I am getting back to what this blog was originally about, the birth of my first full-length play. The play was born last November, and it grew to a toddler with its second draft in April, and now I hope to bring it up to early adolescence, where it will be ready to be shaped and formed by others (actors, directors, producers) the way a teen is molded by her peers. I am eager to document this process again, if for no other reason than to look back on it myself later on to wonder how I actually did it.
I am enrolled in a rewrite class at ESPA with Josh Hecht, a director who works almost exclusively on new plays. I was thrilled with the class tonight; the structure we are going to follow is exactly the kind of class I like, and already in the first night he helped me to discover a number of things about my play that are going to shape and inform the rewrite. Most importantly, I realized that the play is not about what I thought it was about. It is about something that I seem to keep writing about - what may, in fact, be my uber-theme that will permeate much of my writing: when is it ok to be selfish, and when do you sacrifice for other people?

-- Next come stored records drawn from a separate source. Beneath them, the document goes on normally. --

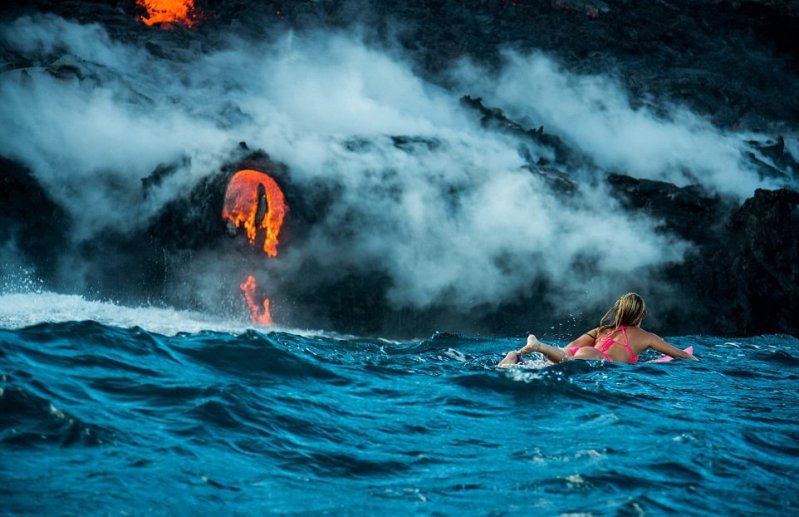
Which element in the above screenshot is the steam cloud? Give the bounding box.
[0,17,796,320]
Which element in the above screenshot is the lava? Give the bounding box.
[222,169,287,325]
[239,275,272,326]
[222,169,286,257]
[136,0,198,28]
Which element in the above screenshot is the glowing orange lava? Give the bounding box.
[240,275,272,326]
[222,169,287,325]
[136,0,198,28]
[222,169,286,257]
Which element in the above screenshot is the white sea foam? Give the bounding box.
[0,292,248,335]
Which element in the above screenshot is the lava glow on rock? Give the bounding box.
[222,169,287,325]
[136,0,197,28]
[222,169,286,257]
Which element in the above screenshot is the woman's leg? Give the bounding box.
[497,350,521,368]
[574,346,607,361]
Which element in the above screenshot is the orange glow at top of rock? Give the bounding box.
[222,169,287,257]
[136,0,198,28]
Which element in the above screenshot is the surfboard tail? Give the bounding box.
[649,345,694,363]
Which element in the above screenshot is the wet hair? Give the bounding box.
[599,293,647,334]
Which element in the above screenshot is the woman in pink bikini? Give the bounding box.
[499,293,696,366]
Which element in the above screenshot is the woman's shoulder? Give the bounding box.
[627,327,663,341]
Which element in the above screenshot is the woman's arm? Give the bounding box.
[648,333,699,361]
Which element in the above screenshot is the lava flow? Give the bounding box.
[222,169,287,325]
[222,169,286,257]
[239,275,272,326]
[136,0,198,28]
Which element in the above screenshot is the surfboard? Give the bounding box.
[647,345,694,363]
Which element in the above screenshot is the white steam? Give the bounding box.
[0,17,780,314]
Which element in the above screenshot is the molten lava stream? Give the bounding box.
[222,169,287,325]
[136,0,197,28]
[222,169,286,257]
[240,275,272,326]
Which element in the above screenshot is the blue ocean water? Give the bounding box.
[0,294,799,515]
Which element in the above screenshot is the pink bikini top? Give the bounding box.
[597,325,638,364]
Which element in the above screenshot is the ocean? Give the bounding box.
[0,293,799,515]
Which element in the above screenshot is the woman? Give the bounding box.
[499,293,697,367]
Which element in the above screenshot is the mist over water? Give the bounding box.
[0,15,793,324]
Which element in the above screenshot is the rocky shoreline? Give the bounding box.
[0,0,799,337]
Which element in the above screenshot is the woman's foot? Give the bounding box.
[497,351,522,368]
[519,334,541,354]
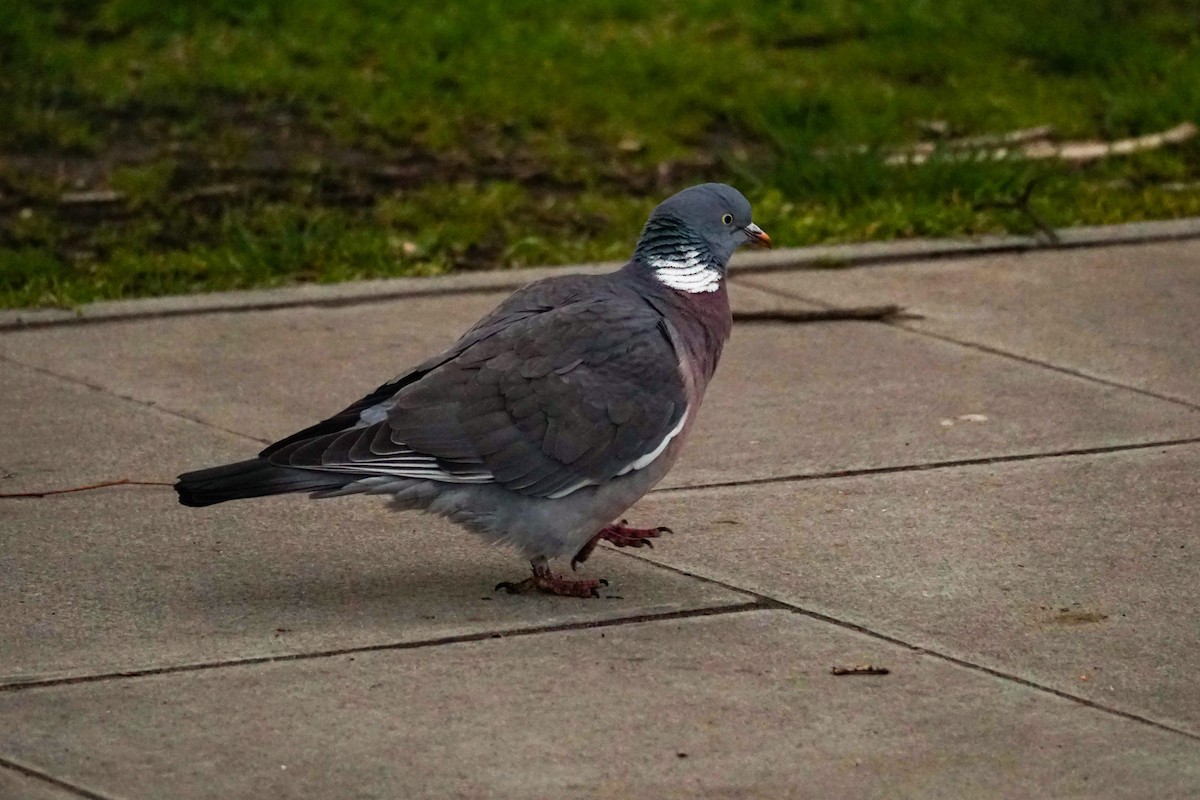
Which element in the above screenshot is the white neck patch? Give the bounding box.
[650,249,721,294]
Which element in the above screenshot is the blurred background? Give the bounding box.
[0,0,1200,306]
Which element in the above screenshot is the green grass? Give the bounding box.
[0,0,1200,306]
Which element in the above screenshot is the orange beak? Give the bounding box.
[742,222,770,249]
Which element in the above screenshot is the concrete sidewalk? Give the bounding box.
[0,229,1200,800]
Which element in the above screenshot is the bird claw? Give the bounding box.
[496,570,608,597]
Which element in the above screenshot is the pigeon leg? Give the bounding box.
[596,519,674,547]
[496,557,608,597]
[571,519,674,570]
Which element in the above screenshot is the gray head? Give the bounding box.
[634,184,770,291]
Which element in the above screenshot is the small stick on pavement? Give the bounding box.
[0,477,174,499]
[733,305,920,323]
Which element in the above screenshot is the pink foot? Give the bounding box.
[571,519,674,570]
[496,560,608,597]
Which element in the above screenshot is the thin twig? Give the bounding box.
[0,477,174,499]
[972,178,1061,245]
[829,664,892,675]
[733,305,922,324]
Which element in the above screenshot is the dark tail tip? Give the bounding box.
[175,458,353,509]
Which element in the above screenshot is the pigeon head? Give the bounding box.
[634,184,770,293]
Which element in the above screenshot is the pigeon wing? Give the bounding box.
[269,287,688,498]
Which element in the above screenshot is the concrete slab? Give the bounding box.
[631,445,1200,734]
[0,366,744,686]
[0,287,1200,494]
[0,764,79,800]
[0,612,1200,800]
[751,241,1200,404]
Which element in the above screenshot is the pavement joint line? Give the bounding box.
[880,320,1200,411]
[0,217,1200,330]
[0,599,774,696]
[650,437,1200,494]
[742,281,1200,411]
[0,756,115,800]
[0,354,271,445]
[605,545,1200,742]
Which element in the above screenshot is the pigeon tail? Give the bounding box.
[175,458,354,507]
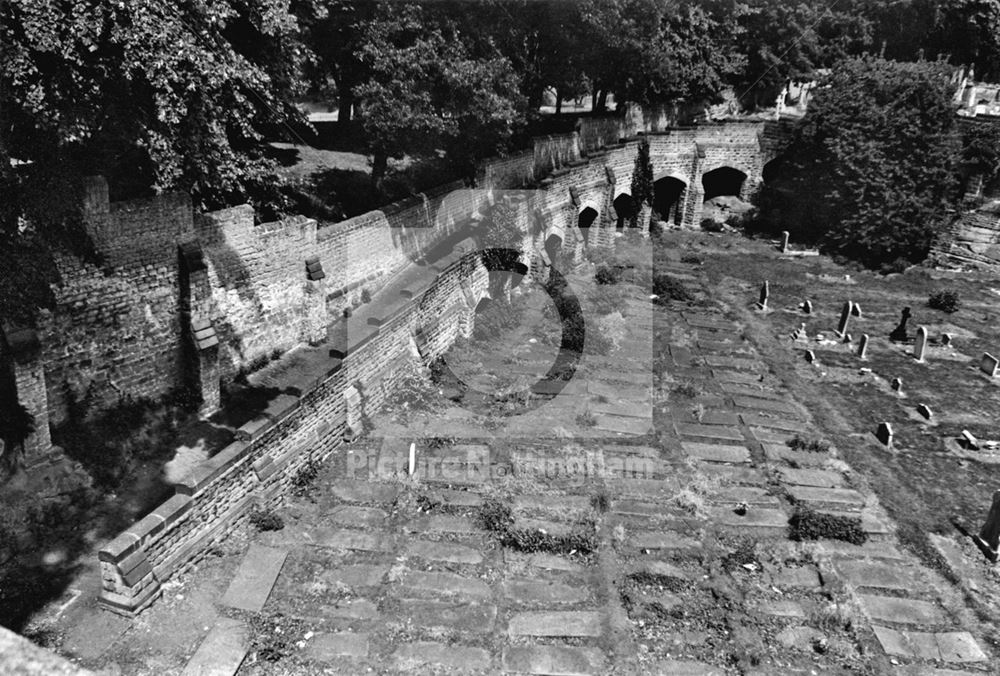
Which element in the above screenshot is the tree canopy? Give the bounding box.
[763,57,960,266]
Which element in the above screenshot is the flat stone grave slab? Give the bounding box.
[651,660,726,676]
[305,631,368,664]
[181,617,248,676]
[330,478,399,503]
[502,645,606,676]
[430,488,483,507]
[391,641,492,673]
[321,563,389,587]
[504,551,584,573]
[590,401,653,420]
[682,312,740,333]
[834,559,929,592]
[222,544,288,612]
[778,468,844,488]
[704,354,765,371]
[872,626,988,664]
[750,427,795,450]
[712,507,788,533]
[501,578,590,606]
[740,413,809,434]
[698,411,740,427]
[397,570,492,599]
[712,368,762,385]
[695,337,753,354]
[324,505,387,528]
[507,610,602,637]
[788,486,865,508]
[628,531,698,550]
[307,528,394,552]
[719,383,785,399]
[857,594,948,625]
[678,440,750,463]
[404,514,482,535]
[406,540,483,565]
[674,423,743,441]
[761,443,839,468]
[595,414,653,436]
[708,486,781,507]
[397,598,497,634]
[733,395,805,418]
[588,378,653,401]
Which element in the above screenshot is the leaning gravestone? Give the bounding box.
[913,326,927,364]
[875,423,892,448]
[757,279,771,310]
[976,491,1000,562]
[858,333,868,359]
[979,352,1000,378]
[837,301,854,336]
[889,307,912,343]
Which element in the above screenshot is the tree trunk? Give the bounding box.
[372,152,389,192]
[594,89,608,113]
[337,89,354,126]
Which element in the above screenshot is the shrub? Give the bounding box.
[249,509,285,532]
[927,291,961,314]
[671,383,699,399]
[785,434,830,453]
[788,505,868,545]
[653,275,694,305]
[594,265,622,284]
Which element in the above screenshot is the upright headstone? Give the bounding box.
[962,430,979,451]
[875,423,892,448]
[976,491,1000,562]
[757,279,771,310]
[913,326,927,364]
[889,307,911,343]
[979,352,1000,378]
[837,301,853,336]
[858,333,868,359]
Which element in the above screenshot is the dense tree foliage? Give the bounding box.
[355,3,522,187]
[763,57,960,266]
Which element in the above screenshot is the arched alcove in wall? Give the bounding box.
[653,176,687,221]
[576,207,597,242]
[701,167,747,202]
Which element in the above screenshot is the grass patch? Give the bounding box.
[479,497,598,554]
[248,509,285,532]
[788,505,868,545]
[927,291,962,314]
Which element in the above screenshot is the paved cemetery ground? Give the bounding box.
[29,233,1000,676]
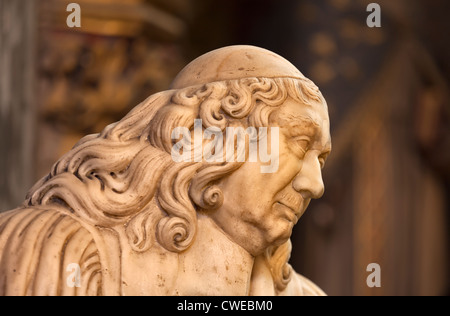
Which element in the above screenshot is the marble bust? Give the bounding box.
[0,46,331,296]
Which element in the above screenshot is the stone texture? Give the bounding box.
[0,46,331,295]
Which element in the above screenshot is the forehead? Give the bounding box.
[273,99,331,148]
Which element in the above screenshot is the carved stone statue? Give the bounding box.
[0,46,331,296]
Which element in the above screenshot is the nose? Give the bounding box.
[292,154,325,199]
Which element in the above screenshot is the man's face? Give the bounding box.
[211,99,331,256]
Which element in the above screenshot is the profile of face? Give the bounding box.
[211,99,331,256]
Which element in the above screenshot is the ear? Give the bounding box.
[189,162,243,210]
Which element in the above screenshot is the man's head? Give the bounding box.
[27,46,331,256]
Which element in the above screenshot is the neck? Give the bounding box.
[177,214,254,296]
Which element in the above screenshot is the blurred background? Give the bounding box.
[0,0,450,295]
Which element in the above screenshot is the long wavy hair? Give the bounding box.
[24,78,323,291]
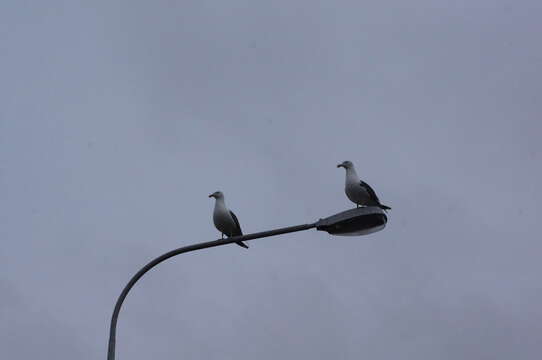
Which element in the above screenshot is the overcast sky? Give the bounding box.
[0,0,542,360]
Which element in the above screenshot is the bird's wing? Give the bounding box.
[359,180,380,203]
[230,210,243,236]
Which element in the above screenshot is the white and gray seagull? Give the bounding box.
[209,191,248,249]
[337,161,391,210]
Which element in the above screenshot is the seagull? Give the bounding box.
[337,161,391,210]
[209,191,248,249]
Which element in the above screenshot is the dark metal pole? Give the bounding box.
[107,223,317,360]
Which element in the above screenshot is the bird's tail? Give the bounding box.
[377,204,391,210]
[236,241,248,249]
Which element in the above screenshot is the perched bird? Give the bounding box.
[209,191,248,249]
[337,161,391,210]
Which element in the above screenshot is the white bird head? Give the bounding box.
[209,191,224,199]
[337,160,354,169]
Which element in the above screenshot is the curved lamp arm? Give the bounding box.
[107,222,318,360]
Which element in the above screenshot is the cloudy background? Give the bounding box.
[0,0,542,360]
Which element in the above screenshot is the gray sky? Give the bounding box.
[0,0,542,360]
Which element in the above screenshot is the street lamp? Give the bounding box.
[107,206,388,360]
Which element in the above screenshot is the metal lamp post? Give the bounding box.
[107,206,388,360]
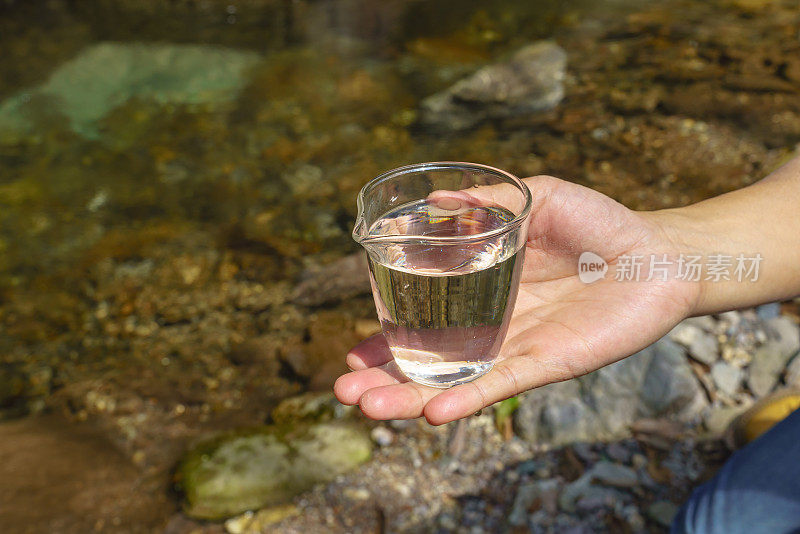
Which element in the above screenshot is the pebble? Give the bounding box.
[647,501,678,527]
[747,340,791,397]
[588,460,639,488]
[606,442,633,464]
[572,441,597,463]
[508,478,559,526]
[667,321,703,347]
[711,361,744,396]
[767,317,800,360]
[703,404,749,436]
[688,332,719,365]
[756,302,781,321]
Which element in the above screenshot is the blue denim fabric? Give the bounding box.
[670,409,800,534]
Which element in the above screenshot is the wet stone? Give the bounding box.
[647,501,678,527]
[178,423,372,519]
[711,361,744,396]
[420,41,567,131]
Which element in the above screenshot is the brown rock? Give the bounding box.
[228,336,280,375]
[292,252,370,306]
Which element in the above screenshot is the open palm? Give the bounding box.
[334,176,700,424]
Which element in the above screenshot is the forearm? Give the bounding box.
[649,158,800,315]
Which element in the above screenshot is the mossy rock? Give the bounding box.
[177,422,372,519]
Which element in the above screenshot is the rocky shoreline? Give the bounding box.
[0,0,800,534]
[167,304,800,534]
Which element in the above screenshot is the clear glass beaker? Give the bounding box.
[353,162,531,387]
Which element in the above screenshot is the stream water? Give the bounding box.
[0,0,800,532]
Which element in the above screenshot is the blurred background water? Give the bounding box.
[0,0,800,532]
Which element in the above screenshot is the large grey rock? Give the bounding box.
[0,43,260,137]
[786,355,800,389]
[514,339,707,446]
[711,361,744,396]
[420,41,567,131]
[178,422,372,519]
[641,340,702,415]
[747,317,800,397]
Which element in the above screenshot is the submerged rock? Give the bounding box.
[178,422,372,519]
[0,43,260,138]
[420,41,567,131]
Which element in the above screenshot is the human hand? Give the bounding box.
[334,176,701,425]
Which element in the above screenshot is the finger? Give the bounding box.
[423,356,558,425]
[333,362,408,406]
[358,382,442,420]
[345,334,392,371]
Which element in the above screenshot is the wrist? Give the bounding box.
[641,207,735,317]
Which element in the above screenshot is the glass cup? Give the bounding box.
[353,162,531,388]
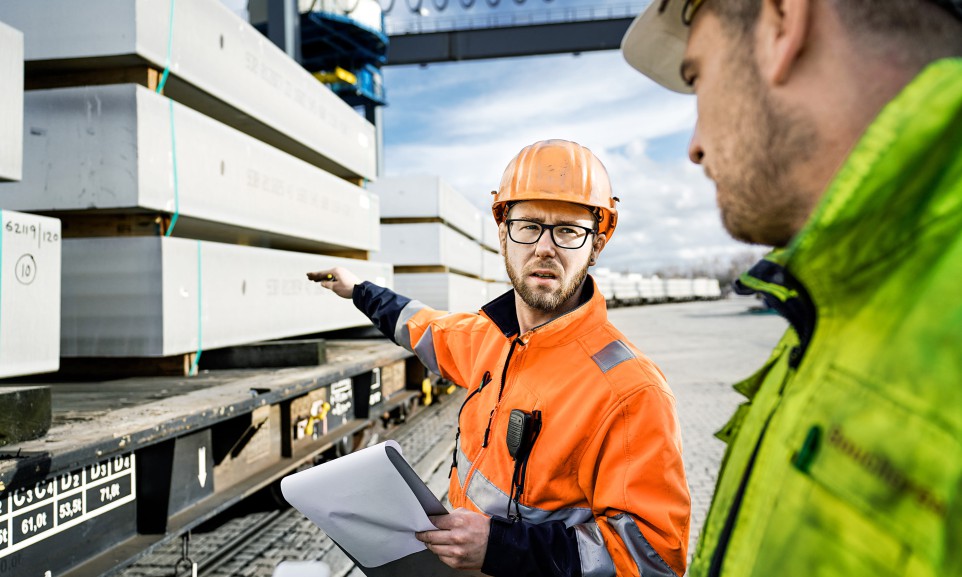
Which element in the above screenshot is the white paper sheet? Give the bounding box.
[281,441,436,567]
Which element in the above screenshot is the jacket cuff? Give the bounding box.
[351,281,411,343]
[481,516,581,577]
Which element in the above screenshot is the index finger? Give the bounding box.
[307,269,337,282]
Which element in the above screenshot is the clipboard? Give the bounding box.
[281,441,480,577]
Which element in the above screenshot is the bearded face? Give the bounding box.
[501,200,596,314]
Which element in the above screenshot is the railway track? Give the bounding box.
[120,390,463,577]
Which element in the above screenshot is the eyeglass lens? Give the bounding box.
[508,220,589,248]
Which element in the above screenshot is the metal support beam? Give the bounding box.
[387,18,632,65]
[267,0,301,62]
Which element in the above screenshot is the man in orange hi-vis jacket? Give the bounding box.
[308,140,691,577]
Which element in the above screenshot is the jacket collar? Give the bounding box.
[481,275,608,346]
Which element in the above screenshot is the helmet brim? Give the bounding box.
[621,0,694,94]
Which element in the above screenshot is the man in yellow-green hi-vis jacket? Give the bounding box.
[622,0,962,577]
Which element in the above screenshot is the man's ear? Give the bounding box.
[755,0,815,86]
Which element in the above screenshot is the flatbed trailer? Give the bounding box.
[0,339,425,577]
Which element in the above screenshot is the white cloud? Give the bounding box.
[384,51,745,272]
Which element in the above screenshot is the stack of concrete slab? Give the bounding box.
[0,0,376,179]
[481,214,511,301]
[0,210,61,378]
[0,18,23,181]
[0,84,378,251]
[369,176,492,311]
[62,237,391,357]
[0,0,393,357]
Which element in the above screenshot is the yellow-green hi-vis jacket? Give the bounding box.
[690,59,962,577]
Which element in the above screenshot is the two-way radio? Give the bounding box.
[505,409,541,520]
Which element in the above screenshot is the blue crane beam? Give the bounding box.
[378,18,632,66]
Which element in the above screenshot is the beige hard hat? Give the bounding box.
[621,0,704,94]
[491,140,618,240]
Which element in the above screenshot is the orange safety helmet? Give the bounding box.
[491,140,618,240]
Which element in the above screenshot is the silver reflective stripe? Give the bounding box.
[394,301,428,353]
[608,513,678,577]
[458,439,471,488]
[408,326,441,376]
[459,465,594,527]
[591,341,635,373]
[574,523,615,577]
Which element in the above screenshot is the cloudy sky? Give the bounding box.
[225,0,759,273]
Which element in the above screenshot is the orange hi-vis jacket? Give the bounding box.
[354,276,691,577]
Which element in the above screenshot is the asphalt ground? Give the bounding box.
[123,297,786,577]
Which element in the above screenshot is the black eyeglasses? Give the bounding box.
[504,218,598,249]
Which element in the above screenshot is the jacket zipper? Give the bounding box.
[708,411,774,577]
[481,337,524,449]
[464,337,525,496]
[448,371,491,479]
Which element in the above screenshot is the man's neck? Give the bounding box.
[514,283,585,335]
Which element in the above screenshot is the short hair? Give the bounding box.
[702,0,962,65]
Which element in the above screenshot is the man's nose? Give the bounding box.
[688,121,705,164]
[534,229,558,256]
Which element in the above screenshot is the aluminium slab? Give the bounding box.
[368,175,483,241]
[0,84,379,250]
[394,273,488,312]
[61,237,393,357]
[0,0,377,179]
[481,250,508,282]
[481,213,501,252]
[0,22,23,182]
[372,222,482,276]
[0,210,62,378]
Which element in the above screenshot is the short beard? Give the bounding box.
[504,256,590,313]
[717,44,818,246]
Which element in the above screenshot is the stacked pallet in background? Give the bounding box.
[0,0,393,368]
[369,176,488,311]
[592,268,722,306]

I never would have figured this out if I hadn't taken the Short Forms class this summer, where I discovered that that was the question my short play-cum-tv pilot was asking. So while I was beating myself up a bit for getting distracted by writing other things than this play, I now feel ready to do this rewrite and I know it will be a far better play than it would have been before I took that class.
Take a deep breath, I'm going back in. I hope you'll follow along with me and Frank, Vivian, Angie, Annette, Arnold and Vera as we all grow and develop.